独り言劇場を開いてそれを動画に収めるのは単に独り言内対話の変化や違いに気づくためだけでなくて、自分で自分の姿を見る練習にもなってきます。謎だらけで不可解な自分自身を外から掴んでいく機会をも与えてくれます。内面は全く理解不能というほど混沌としていますが、外見は目に見えますし、携帯電話で簡単に撮れますし、自分とは何かと悩む前に自分で自分の姿を見る練習をするのが良いのではないかと思います。自分の姿や振る舞いが今よりもしっかりと分かるようになれば、自分とは何かという壮大な問いにも今までとは違うアプローチができるのではないかと考えています。
ユーモア、笑いを入れてみる
自分で自分を見る練習をしながら独り言内対話を続けていきますが、その時に、笑いやユーモアを入れてみます。一人遊びをしている幼児が見本ですから、泣くのではなくて笑って楽しく継続していきます。泣くというと、悲しみや寂しさの感情と容易に結び付けられますが、独り言劇場を開いて嘆き悲しんでも得るものはありません。
自分の引きこもり体験をもとにしてストーリーを作り上げるとしても笑いやユーモアの要素は忘れないようにします。悲惨な体験であっても笑いを意識してみます。人の感情の中でも泣くではなくて笑うに焦点を当ててみます。どんな時にどんなふうに人は笑うのでしょうか。これはなかなか難しい問いだと感じます。人が泣く時というのは何となく分かるように思えますが、人が笑う時というのはもっと複雑なように思います。人を泣かせるよりも笑わせるほうがもっとハードルが高いはずです。
先ずは、難易度が高いと思われる人を笑わせるではなくて、自分で自分を笑わせてみることから始めてみます。自分はどんなことでどんな時に笑うのか調べてみます。今の日常で笑うことがあるでしょうか。遊びもそうですが、笑うというのも手放してしまっているかもしれません。そうであっても、かつて笑った経験や記憶はありますから、思い出してみます。自分が面白いと感じて笑みがこぼれた瞬間を思い浮かべてみます。笑う自分を想起できたら、どうして自分は笑っていたのか自分なりに分析してみます。何が面白くて自分は笑っていたのだろうと考えてみます。自分の笑いのツボをそうやって取り出せたら、それらを使って今度は自分で自分を笑わせてみます。自分一人で自分を相手に笑いを取りにいきます。もし自分で自分を笑わせる技術を体得できれば、人に笑わせてもらう必要もなくなります。
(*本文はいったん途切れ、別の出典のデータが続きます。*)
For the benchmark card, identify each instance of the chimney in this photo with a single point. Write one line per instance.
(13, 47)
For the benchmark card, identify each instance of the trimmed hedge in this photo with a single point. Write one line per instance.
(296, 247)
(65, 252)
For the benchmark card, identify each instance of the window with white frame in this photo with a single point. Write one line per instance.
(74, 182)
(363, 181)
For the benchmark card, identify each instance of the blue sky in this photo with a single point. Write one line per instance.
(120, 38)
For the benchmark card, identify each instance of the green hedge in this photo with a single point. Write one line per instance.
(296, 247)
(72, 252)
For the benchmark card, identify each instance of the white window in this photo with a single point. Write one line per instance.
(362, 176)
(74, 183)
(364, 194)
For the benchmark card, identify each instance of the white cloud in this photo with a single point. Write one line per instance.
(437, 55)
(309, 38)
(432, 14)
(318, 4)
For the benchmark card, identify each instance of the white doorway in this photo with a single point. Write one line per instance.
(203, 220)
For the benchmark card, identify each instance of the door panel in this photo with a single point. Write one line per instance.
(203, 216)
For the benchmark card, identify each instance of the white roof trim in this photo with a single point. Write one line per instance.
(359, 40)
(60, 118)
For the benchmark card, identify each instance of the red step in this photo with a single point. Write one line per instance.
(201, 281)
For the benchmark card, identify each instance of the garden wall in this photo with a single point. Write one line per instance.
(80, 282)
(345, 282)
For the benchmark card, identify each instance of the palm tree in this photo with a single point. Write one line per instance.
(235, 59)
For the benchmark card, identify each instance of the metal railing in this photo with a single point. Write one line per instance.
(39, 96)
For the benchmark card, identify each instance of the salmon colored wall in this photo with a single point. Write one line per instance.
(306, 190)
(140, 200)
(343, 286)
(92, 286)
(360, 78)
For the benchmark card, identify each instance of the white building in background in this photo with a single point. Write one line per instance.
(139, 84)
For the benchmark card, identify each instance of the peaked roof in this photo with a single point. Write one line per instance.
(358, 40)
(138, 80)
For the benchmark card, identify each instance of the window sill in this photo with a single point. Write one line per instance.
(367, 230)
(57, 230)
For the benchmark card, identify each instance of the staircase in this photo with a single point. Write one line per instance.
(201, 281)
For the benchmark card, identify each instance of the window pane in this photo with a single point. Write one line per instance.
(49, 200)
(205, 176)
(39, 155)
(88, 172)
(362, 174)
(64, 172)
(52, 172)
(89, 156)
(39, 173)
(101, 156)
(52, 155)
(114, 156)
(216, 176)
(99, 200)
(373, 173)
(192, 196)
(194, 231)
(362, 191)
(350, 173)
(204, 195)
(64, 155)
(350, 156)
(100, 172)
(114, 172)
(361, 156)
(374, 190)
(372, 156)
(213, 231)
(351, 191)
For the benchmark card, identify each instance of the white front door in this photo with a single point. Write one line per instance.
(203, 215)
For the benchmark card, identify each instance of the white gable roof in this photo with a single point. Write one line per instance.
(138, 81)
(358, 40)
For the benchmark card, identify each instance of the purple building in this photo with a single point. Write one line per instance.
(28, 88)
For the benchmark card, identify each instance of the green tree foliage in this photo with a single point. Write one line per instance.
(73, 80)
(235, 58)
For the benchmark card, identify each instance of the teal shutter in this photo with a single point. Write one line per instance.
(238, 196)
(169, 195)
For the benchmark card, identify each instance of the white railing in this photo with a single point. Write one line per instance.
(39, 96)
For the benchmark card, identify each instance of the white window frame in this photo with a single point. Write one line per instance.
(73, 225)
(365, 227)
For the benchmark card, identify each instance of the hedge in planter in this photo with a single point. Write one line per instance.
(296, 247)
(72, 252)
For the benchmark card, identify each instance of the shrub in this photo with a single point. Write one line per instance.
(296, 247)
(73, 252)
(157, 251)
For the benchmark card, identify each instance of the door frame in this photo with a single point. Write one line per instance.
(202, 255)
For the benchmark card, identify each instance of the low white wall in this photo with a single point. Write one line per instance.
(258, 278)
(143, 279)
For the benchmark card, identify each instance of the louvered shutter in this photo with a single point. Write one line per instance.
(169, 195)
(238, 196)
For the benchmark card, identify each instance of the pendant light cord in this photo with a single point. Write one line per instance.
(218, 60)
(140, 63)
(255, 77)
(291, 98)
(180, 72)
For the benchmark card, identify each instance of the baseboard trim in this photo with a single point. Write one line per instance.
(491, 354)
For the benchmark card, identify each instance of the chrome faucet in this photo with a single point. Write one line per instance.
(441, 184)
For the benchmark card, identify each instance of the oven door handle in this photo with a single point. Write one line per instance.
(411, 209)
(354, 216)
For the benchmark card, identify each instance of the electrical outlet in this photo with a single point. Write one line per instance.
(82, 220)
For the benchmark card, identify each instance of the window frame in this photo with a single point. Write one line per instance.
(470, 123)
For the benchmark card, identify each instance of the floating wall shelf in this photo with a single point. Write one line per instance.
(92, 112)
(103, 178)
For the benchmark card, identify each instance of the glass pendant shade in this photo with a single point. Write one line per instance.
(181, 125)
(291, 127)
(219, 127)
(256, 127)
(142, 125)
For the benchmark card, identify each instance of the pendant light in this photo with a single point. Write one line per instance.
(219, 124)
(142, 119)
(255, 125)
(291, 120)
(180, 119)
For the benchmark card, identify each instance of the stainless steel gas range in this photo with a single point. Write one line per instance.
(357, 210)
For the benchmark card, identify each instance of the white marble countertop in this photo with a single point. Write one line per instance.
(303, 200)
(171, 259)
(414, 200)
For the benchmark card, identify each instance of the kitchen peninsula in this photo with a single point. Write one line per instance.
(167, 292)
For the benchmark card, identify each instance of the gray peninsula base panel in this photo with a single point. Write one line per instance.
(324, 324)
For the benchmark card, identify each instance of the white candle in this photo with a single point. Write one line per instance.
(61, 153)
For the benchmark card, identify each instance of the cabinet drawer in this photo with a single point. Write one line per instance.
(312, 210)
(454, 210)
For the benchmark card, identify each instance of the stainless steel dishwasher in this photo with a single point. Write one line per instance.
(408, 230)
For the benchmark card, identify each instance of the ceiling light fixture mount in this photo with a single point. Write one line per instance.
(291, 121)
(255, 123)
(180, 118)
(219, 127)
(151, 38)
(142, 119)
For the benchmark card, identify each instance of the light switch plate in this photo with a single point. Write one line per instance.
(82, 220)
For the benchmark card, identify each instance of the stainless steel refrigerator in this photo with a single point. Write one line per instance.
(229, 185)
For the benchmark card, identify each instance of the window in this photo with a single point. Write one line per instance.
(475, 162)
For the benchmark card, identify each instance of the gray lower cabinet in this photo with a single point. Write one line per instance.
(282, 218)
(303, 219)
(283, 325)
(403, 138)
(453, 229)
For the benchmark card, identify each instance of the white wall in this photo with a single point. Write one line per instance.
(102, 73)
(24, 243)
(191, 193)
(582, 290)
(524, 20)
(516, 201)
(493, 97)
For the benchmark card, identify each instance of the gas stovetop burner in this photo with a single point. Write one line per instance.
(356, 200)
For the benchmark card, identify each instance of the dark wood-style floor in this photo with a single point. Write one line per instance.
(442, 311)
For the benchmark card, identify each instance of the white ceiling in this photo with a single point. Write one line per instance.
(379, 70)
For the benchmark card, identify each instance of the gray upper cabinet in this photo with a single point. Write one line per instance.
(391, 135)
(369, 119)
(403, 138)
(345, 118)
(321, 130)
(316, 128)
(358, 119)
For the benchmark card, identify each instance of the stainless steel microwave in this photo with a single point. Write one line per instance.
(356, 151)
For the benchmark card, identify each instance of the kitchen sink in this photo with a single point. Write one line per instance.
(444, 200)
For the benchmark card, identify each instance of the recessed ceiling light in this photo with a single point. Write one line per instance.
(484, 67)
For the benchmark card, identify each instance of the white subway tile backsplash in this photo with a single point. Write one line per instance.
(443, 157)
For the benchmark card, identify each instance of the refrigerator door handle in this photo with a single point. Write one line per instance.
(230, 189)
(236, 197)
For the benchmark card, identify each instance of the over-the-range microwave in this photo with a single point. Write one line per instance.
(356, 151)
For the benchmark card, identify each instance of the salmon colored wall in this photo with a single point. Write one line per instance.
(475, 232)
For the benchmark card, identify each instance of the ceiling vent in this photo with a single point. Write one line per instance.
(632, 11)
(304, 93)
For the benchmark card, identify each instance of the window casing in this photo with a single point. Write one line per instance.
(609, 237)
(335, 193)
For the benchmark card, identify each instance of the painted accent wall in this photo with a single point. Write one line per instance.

面白いから笑うわけで、そして、笑うと楽しい気持ちになってきます。その面白く楽しく笑っているというのを独り言劇場のベースにしてしまいます。基礎、土台にします。基の部分がそんなに面白いことになっているわけですから、日々、独り言内対話を継続していけます。ですから、朝、起きてまず初めに自分で自分を笑わせるということを日課にしてみます。自分から笑みがこぼれるように心掛けます。機嫌良く一日を始めてみます。機嫌良く楽しく面白く笑っているというのがベースになるまで、自分で自分を笑わせる技を日課として磨いてみます。
メディアなどを通じて人に笑わせてもらうと面白いことは面白いでしょうが、持続性という点では短いように感じます。さっとその笑いを消費してしまって、面白さ、楽しさはどこかに消えていってしまいかねません。今は、ベースとして、基礎として、面白く楽しく笑っている状態を獲得したいと思っていますので、自分で自分を笑わせることを重視してみます。いつでもどこでも自分で自分を笑わせられるのであれば、人に笑わせてもらうことがなくても、機嫌良く居られます。機嫌良くいれば、自然と独り言劇場にも笑いやユーモアの要素が入ってきます。だから、笑いやユーモアを入れないといけないと考えるのではなくて、笑っている楽しい自分というものを先ず作り出せさえすれば、後は問題ありません。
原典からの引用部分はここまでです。